Eventually, Fuchs and several others left the NSA, and now their company [Sqrrl] is part of a land grab in big data, where several companies, like Splunk, Palantir, and Cloudera, have quickly become worth a billion dollars or more.

Over the summer, when debate broke out over NSA surveillance of Americans and others, Sqrrl tried to keep a low profile. But since then, it has found that its connection to the $10-billion-a-year spy agency is a boost, says Ely Kahn, Sqrrl’s head of business development and a cofounder. “Large companies want enterprise-scale technology. They want the same technology the NSA has,” he says.


And finally, before we rush to radicalise and globalise Foucault’s critique of the Panopticon, it’s worth reading my friend Gaston Gordillo‘s cautionary note – prompted by the search for missing Malaysian Airlines Flight 370 – on ‘The Opaque Planet’:

The fascination with, and fetishization of, technologies of global location and surveillance often makes us forget that, for all their sophistication, we live on a planet riddled with opaque zones that will always erode the power of human-made systems of orientation, for the simple fact that no such system (contrary to what the NSA seems to believe) will ever manage to create an all-seeing God. This opacity is intrinsic to the textured, three-dimensional materiality of the surface of the planet, and is especially marked in the liquid vastness of the ocean.


Phil Steinberg has already commented on the geopolitics of the search, but Gaston draws out attention to the gaps in the surveillance capabilities of states, and here too the geopolitical meshes (and sometimes jibes against) the geoeconomic, as described in this report from Reuters:

Analysts say the gaps in Southeast Asia’s air defenses are likely to be mirrored in other parts of the developing world, and may be much greater in areas with considerably lower geopolitical tensions.

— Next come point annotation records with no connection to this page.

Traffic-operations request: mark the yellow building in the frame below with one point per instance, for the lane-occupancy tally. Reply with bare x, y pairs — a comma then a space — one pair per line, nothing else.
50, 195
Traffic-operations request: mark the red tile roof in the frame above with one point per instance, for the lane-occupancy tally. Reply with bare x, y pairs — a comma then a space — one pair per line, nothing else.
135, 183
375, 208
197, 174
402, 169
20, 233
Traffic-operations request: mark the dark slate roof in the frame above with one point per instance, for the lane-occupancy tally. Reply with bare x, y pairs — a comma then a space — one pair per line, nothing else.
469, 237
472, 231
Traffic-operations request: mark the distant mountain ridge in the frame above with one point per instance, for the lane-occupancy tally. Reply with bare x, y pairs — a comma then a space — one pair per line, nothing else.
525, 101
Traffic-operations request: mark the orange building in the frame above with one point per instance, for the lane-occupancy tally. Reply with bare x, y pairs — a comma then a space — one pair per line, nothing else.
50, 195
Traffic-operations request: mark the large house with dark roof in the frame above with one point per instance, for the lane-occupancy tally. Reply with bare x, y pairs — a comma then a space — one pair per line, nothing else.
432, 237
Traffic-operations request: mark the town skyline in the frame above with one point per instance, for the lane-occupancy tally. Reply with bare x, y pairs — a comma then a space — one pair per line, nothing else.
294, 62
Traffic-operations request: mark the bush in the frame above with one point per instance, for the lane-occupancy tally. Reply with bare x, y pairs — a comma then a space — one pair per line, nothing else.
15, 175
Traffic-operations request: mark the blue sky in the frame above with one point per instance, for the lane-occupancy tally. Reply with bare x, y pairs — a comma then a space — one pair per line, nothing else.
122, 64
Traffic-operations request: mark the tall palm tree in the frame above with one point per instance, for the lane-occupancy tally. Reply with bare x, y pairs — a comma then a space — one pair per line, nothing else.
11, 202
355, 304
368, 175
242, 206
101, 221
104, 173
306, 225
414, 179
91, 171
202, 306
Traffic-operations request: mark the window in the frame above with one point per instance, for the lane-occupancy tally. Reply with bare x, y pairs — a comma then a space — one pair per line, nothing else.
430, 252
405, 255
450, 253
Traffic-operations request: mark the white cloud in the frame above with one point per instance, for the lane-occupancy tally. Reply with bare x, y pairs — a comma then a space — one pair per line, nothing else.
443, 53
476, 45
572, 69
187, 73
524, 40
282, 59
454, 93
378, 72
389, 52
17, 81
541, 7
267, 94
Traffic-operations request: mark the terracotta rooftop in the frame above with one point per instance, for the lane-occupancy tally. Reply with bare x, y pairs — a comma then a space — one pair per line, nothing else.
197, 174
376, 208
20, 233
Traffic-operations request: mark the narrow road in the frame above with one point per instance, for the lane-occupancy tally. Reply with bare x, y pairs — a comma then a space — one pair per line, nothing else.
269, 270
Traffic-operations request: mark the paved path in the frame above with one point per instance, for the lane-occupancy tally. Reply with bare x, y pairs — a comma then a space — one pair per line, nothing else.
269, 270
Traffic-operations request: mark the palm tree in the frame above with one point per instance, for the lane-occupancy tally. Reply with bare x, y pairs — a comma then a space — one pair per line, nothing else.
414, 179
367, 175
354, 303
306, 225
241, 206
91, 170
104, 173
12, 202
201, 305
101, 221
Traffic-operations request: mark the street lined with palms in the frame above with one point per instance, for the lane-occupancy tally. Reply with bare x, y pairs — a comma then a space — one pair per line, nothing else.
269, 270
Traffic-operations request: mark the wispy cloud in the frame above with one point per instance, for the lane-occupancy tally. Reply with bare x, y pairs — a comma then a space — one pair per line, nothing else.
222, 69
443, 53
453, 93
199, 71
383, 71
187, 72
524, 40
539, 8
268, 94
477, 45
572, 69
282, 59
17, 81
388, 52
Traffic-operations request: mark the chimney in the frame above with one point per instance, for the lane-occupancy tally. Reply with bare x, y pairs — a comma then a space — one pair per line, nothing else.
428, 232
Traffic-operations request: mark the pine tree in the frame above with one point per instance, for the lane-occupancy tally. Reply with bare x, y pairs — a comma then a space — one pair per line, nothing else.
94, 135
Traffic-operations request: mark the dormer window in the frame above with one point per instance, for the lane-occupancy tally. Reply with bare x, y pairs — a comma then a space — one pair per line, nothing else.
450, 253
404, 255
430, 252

“Several nations will be embarrassed by how easy it is to trespass their airspace,” said Air Vice Marshal Michael Harwood, a retired British Royal Air Force pilot and ex-defense attache to Washington DC. “Too many movies and Predator (unmanned military drone) feeds from Afghanistan have suckered people into thinking we know everything and see everything. You get what you pay for. And the world, by and large, does not pay.”